Заскрежетала железная дверца, и бледный свет из мелкого оконца под потолком озарил камеру.
- Удобств тут нет, знаете ли, - продолжил сиплый голос. – Только поганое ведро и раз в день приносят поесть. Однако если мой благодетель пришлет мне еды, как обычно, мы устроим пирушку в честь нашей встречи! Можно распевать студенческие песни, плясать, сколько хватит места, играть в шарады… Еще бы красивую бабенку сюда, и было бы совсем прекрасно. Помните, как у Горация? Или у Катулла? Что-то о смерти, что нас заберет, потому надо порадоваться? Он прав, кем бы ни был! Ба! Фризендорф, ты ли это?
Из темноты показалось заросшее бородой лицо, и Йохан с трудом узнал в нем англичанина. Уивер широко распахнул руки, чтобы заключить его в объятия, но случайно наступил на князя и остановился.
- А кто у нас тут? – живо спросил он. – Что за хладный труп сюда принесли? Кстати, от него пахнет водкой… Волшебный запах свободы!

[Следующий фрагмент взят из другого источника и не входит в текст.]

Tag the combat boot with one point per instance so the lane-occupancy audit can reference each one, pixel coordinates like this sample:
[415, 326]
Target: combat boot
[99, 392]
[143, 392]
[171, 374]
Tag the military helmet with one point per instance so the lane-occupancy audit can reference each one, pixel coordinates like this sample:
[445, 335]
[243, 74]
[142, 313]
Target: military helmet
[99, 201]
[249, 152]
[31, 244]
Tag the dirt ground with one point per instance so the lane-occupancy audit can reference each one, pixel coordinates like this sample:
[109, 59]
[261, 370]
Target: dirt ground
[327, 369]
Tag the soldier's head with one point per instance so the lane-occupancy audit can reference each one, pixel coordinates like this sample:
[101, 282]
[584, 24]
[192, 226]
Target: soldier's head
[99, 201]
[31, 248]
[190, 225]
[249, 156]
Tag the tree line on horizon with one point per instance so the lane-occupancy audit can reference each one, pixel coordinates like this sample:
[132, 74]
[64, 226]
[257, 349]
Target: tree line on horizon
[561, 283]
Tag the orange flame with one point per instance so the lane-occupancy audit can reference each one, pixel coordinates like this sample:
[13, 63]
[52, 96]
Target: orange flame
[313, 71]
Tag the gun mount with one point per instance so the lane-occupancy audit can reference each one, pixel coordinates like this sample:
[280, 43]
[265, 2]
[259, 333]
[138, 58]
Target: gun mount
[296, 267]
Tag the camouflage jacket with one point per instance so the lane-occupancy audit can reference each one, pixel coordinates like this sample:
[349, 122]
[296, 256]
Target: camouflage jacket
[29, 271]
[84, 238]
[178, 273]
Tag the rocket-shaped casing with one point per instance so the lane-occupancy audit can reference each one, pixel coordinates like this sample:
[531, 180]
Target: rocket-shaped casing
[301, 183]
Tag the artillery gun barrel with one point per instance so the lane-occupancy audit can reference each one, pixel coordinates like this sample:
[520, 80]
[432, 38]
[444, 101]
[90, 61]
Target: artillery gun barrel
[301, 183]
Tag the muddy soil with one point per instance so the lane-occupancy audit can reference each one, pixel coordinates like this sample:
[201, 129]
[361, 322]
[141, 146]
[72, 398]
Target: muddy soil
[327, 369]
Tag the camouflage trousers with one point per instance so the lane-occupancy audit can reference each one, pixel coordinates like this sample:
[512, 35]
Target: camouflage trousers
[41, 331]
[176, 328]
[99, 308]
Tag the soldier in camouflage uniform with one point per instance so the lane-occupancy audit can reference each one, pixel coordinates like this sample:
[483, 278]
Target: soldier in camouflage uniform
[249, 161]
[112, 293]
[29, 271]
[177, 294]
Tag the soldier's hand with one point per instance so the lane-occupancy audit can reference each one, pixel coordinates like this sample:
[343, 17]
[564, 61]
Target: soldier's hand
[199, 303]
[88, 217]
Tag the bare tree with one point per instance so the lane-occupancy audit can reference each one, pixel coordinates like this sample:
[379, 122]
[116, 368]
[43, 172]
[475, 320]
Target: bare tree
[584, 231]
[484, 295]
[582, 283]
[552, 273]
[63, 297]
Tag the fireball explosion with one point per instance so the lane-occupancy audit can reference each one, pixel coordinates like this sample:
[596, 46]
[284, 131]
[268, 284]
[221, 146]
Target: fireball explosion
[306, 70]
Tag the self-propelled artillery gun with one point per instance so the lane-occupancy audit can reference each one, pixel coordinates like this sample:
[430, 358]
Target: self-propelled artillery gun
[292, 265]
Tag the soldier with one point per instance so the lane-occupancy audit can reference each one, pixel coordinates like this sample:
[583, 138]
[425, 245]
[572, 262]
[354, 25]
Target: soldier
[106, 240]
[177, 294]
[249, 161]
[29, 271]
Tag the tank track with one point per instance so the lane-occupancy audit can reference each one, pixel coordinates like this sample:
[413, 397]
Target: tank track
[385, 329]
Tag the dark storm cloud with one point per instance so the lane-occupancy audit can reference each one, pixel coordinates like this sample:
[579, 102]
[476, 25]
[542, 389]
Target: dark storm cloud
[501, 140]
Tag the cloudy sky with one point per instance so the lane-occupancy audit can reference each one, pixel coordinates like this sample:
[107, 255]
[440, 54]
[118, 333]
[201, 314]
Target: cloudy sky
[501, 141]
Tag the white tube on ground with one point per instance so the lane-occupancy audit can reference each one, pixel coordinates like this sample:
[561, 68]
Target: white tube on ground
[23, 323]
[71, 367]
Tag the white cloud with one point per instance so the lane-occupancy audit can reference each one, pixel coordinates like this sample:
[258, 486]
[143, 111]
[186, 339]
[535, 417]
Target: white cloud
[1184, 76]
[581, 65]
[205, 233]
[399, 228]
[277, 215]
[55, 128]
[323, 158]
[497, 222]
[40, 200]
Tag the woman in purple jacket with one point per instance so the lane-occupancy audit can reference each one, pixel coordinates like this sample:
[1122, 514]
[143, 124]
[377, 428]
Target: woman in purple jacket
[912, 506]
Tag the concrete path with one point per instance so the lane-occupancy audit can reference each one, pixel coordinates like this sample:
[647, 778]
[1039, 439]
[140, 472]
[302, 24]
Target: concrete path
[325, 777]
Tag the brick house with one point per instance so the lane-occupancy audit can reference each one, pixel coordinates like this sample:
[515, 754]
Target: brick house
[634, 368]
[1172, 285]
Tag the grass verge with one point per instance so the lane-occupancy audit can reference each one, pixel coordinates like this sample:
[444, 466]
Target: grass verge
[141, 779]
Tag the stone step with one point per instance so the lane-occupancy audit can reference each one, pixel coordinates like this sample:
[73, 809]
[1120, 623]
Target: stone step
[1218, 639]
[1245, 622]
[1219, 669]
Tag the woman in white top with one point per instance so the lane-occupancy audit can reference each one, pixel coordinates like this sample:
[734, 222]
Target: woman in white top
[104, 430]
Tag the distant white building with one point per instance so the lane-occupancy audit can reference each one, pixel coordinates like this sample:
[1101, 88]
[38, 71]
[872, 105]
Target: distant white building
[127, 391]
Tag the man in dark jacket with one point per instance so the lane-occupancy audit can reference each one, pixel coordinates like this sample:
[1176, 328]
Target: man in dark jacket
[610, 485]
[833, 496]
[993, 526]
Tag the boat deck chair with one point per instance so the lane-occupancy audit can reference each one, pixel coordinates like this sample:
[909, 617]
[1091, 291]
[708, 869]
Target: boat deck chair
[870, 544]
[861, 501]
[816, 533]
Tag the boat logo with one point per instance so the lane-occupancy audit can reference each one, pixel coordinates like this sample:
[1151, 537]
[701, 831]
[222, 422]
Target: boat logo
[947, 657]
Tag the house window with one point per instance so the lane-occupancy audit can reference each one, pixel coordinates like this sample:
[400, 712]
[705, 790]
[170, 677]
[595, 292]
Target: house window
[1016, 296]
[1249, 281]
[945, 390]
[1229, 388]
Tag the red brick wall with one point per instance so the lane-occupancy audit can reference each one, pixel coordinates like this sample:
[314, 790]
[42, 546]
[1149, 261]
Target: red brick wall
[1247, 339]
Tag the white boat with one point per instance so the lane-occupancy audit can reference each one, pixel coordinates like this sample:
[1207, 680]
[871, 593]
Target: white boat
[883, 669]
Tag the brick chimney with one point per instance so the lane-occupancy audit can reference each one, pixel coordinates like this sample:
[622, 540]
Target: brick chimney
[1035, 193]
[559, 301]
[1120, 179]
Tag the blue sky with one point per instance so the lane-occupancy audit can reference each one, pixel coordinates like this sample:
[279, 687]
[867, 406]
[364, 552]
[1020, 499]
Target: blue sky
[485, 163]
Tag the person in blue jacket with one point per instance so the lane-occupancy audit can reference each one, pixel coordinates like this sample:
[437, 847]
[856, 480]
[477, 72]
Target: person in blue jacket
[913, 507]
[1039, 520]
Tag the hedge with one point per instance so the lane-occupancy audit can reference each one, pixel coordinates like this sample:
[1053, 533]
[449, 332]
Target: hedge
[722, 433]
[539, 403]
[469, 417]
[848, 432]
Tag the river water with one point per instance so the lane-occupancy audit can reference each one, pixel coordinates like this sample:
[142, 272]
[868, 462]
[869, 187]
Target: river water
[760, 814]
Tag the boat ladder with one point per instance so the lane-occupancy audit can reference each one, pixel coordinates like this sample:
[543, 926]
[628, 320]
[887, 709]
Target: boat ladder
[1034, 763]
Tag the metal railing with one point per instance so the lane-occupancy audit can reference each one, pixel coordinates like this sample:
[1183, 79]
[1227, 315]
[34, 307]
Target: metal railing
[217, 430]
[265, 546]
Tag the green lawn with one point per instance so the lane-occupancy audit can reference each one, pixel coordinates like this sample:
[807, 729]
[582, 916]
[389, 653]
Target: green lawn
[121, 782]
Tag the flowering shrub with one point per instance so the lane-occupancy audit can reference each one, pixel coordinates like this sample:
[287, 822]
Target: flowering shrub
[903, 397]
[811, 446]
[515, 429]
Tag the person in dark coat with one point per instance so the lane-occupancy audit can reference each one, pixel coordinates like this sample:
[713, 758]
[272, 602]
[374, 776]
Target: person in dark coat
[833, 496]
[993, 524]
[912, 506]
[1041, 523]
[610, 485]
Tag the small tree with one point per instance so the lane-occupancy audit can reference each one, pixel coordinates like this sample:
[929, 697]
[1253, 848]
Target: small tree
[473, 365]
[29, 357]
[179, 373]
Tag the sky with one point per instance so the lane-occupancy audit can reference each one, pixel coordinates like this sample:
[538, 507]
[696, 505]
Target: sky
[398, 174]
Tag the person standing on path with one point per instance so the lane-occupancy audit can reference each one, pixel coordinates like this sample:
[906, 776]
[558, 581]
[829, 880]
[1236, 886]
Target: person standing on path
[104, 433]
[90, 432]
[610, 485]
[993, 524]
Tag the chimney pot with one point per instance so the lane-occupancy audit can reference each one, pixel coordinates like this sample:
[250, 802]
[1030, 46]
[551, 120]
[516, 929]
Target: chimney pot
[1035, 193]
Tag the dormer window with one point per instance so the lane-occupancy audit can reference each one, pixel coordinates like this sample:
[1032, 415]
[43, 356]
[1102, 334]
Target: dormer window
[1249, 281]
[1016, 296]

Господин Уивер все-таки крепко обнял Йохана, словно тот был его давно пропавшим братом и долго не отпускал, словно боялся, что тот уйдет.
- Значит, еды нам не пришлют, - весело заметил Честер. – Что ж, один солдат рассказывал мне, что можно поджаривать вшей на ложке и выходит очень питательно. Одна беда – огня здесь нет. А это что за унылая рожа? – он ткнул в Герхарда. – Я вас точно где-то видел.
- Я бы предпочел с вами никогда не встречаться, - ответил тот и сел на кучу перепревшей соломы.
- Это слуга баронессы Катоне, - говорить Йохану не хотелось. – Грабитель, вор и негодяй. А стоите вы, господин Шутник, на приехавшем сюда князе Вяземском – тоже шантажист, фальшивомонетчик и самозванец.
- Какая чудесная компания! А вы, Фризендорф? Дайте догадаюсь – наверное, вы делаете поддельные документы? Или грабите по ночам кареты? В чем вас обвиняют?
- Он – бродяга и самозванец, - вставил Герхард. – Болван и болтун!
- Долгая история, - ушел от ответа Йохан, но не выдержал и взглянул на Цепного Пса. – Во всяком случае, я не вламываюсь в чужие дома через окна, чтобы потом бежать, поджав хвост и потеряв шляпу.
Герхард долго молчал, и Уивер открыл рот, с интересом посматривая на него. Цепной Пес встал. Его взгляд не сулил ничего хорошего.